2.2 Build Dockerfile

Install required tools both to unpack archives and perform command on AWS:

sudo yum install -y unzip awscli

Download the Git archive within the EC2 instance, and unpack on a temporary directory:

curl -s -L -o - https://github.com/aws-samples/aws-batch-using-nice-dcv/archive/latest.tar.gz | tar zxvf -

From inside the folder containing aws-batch-using-nice-dcv.dockerfile, let’s build the Docker image:

docker build -t dcv -f aws-batch-using-nice-dcv.dockerfile .

The first time it takes a while since it has to download and install all the required packages and related dependencies. After the command completes, check it has been built and tagged correctly with the command:

docker images

Step 3. Amazon ECR configuration

In this step, you’ll push/archive our newly built DCV container AMI into Amazon ECR. Having this image in Amazon ECR allows you to use it inside Amazon ECS and AWS Batch.

3.1 Push DCV image into Amazon ECR repository

Set a desired name for your new repository, e.g. dcv, and push your latest dcv image into it. The push procedure is described in Amazon ECR by selecting your repository, and clicking on the top-right button View push commands.

Install the required tool to manage content in JSON format:

sudo yum install -y jq

Amazon ECR push commands to run include:

AWS_REGION="$(curl -s http://169.254.169.254/latest/dynamic/instance-identity/document | jq -r .region)"
eval $(aws ecr get-login --no-include-email --region "${AWS_REGION}") Note: If you receive an “Unknown options: –no-include-email” error when using the AWS CLI, ensure that you have the latest version installed. Learn more.

Create the repository:

aws ecr create-repository --repository-name=dcv —region "${AWS_REGION}"DCV_REPOSITORY=$(aws ecr describe-repositories --repository-names=dcv --region "${AWS_REGION}"| jq -r '.repositories[0].repositoryUri')
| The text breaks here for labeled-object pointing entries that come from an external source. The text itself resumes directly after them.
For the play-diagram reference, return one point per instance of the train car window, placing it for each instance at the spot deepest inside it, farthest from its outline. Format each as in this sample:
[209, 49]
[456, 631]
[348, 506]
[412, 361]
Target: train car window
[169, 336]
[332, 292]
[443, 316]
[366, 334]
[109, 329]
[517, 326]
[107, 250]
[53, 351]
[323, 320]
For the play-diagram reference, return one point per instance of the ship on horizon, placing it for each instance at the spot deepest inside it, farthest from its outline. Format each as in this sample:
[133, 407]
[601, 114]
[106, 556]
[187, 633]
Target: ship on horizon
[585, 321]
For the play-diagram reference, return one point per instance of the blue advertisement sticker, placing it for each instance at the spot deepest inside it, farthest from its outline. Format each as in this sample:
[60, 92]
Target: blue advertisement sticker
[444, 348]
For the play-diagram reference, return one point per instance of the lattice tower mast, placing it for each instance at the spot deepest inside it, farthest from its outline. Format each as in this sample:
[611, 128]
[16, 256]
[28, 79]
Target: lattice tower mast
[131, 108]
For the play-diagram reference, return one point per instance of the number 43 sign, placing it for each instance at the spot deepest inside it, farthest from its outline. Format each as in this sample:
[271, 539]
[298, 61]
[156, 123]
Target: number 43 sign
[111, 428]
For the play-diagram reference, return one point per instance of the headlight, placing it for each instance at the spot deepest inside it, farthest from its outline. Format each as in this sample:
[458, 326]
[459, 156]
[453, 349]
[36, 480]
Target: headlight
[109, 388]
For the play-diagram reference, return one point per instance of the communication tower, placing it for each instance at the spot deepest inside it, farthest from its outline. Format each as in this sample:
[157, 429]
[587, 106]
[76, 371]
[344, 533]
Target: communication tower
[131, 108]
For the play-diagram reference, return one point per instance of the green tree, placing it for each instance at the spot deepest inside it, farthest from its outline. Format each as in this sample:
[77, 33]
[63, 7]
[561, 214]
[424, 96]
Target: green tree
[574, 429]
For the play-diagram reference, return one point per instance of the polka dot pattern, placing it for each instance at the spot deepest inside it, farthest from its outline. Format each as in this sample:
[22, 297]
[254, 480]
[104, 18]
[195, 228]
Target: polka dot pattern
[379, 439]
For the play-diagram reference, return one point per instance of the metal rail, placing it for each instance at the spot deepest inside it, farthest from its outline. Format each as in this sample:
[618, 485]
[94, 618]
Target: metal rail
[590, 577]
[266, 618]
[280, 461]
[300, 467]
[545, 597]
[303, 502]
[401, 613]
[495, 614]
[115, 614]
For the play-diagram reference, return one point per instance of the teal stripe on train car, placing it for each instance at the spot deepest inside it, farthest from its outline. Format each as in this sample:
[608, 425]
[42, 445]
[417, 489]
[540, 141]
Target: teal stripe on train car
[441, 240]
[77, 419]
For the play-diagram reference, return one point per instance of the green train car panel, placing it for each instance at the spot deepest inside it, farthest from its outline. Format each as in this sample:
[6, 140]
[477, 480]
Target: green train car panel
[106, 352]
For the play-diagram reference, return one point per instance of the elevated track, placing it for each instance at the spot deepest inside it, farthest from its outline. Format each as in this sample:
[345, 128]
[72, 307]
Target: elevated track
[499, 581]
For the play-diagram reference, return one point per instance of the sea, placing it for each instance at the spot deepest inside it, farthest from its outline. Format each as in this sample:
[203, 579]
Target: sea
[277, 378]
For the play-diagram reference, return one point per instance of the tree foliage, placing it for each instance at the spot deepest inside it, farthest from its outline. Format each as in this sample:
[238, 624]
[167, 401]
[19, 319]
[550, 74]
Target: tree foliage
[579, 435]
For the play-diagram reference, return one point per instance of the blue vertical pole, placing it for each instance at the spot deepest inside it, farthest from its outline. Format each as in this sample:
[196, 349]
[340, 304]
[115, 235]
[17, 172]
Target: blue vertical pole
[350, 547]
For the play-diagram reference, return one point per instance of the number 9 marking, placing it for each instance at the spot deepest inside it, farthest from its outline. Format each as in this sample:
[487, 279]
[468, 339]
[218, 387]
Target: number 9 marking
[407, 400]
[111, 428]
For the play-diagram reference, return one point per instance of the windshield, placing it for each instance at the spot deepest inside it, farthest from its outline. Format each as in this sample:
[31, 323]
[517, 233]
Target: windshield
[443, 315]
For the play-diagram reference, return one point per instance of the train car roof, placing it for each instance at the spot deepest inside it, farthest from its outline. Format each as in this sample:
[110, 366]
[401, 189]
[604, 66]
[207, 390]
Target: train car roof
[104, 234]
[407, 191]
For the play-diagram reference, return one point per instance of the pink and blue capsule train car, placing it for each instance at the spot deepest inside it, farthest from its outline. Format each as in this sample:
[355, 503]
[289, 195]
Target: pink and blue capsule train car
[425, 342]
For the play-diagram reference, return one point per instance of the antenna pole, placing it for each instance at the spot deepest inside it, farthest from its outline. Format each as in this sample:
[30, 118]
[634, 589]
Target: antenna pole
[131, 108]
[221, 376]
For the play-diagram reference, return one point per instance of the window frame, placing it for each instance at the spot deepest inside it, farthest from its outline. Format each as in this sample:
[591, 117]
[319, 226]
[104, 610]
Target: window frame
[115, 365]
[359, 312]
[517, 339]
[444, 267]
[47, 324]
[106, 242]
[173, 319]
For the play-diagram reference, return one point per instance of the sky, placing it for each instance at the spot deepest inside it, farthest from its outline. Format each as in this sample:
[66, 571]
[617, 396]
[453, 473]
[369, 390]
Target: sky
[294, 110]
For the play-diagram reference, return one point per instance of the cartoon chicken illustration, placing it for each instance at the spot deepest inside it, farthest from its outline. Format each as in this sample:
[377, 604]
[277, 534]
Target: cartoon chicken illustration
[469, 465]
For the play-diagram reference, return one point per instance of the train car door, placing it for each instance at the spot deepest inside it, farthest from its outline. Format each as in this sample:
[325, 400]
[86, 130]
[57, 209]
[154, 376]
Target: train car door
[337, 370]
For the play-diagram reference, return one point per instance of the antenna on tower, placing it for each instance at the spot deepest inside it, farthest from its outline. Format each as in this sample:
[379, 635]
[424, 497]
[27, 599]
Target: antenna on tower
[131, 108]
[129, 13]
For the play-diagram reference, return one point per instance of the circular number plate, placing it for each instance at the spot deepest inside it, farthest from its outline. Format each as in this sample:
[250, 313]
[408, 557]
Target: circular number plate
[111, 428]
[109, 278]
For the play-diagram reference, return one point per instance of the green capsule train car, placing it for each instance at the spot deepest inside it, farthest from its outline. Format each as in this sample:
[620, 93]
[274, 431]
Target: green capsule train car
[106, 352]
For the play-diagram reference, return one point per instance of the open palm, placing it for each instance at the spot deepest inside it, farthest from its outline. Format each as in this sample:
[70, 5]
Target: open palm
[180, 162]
Tag the image to push the image to the Amazon ECR repository:

docker build -t "${DCV_REPOSITORY}:$(date +%F)" -f aws-batch-using-nice-dcv.dockerfile .

Push command:

docker push "${DCV_REPOSITORY}:$(date +%F)"

Step 4. AWS Batch configuration

The final step is to set up AWS Batch to manage your DCV containers. The link to all previous steps is the use of our DCV container image inside the AWS Batch CE.

4.1 Compute environment

Create an AWS Batch CE using othe newly created AMI.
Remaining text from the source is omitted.